Massachusetts Institute of Technology
INTERPRETING PREDICTION MARKET PRICES AS PROBABILITIES
Justin Wolfers, Wharton School
Talk based on joint work with Eric Zitzewitz
Monday May 14, 2007 4:00-5:30 pm
NE20, Room 336 Conference Room (3 Cambridge Center)
Slides from This Past Seminar are Available
An Audio Recording of this talk is now available (Requires Real Player 8.0+)
Abstract
While most empirical analysis of prediction markets treats prices of binary options as predictions of the probability of future events, Manski (2004) has recently argued that there is little existing theory supporting this practice. We provide relevant analytic foundations, describing sufficient conditions under which prediction markets prices correspond with mean beliefs. Beyond these specific sufficient conditions, we show that for a broad class of models prediction market prices are usually close to the mean beliefs of traders. The key parameters driving trading behavior in prediction markets are the degree of risk aversion and the distribution on beliefs, and we provide some novel data on the distribution of beliefs in a couple of interesting contexts. We find that prediction markets prices typically provide useful (albeit sometimes biased) estimates of average beliefs about the probability an event occurs.
Speaker bio
Justin Wolfers is assistant professor of economics in the Business and Public Policy Department at the Wharton School.
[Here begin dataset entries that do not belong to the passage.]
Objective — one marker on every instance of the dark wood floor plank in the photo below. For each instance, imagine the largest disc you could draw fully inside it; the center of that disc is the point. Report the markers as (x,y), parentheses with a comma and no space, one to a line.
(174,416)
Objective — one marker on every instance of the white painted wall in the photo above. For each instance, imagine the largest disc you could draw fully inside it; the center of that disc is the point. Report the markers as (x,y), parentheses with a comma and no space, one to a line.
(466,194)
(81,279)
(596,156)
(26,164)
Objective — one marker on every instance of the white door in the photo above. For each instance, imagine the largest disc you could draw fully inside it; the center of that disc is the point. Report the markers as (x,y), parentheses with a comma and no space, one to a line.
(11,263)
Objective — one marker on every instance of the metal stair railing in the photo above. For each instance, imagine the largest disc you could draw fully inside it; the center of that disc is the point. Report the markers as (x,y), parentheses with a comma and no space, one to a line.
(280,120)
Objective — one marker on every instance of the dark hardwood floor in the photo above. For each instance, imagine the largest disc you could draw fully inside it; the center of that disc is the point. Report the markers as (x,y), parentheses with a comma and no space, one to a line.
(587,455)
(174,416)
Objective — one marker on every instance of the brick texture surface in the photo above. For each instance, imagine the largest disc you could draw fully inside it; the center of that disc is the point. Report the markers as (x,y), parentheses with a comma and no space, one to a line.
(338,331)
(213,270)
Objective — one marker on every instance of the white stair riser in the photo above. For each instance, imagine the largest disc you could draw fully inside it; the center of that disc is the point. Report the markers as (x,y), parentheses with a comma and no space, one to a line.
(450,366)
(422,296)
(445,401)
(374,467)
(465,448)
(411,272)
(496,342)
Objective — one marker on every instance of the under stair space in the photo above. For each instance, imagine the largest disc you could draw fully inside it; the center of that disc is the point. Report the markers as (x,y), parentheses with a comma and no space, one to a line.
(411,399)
He is a visiting scholar with the San Francisco Federal Reserve, a Research Fellow with the National Bureau of Economic Research in Cambridge, MA, and a Research Affiliate of the Center for Economic Policy Research in London, and the Institute for the Study of Labor (IZA) in Bonn. He was previously an Assistant Professor at Stanford's Graduate School of Business, and an economist with the Reserve Bank of Australia. Dr. Wolfers earned his Ph.D. in economics in June 2001 from Harvard University, and was a Fulbright, Knox and Menzies Scholar and a fellow with the MacArthur Network on Inequality and Social Interactions. He earned his undergraduate degree in Economics his native Australia at the University of Sydney in 1994, winning the University Medal. In 2002 he was awarded the Milken Institute prize for distinguished economic research. Professor Wolfers' research fields are in labor economics, macroeconomics, law and economics, and behavioral economics, and he is also a frequent contributor to the public debate.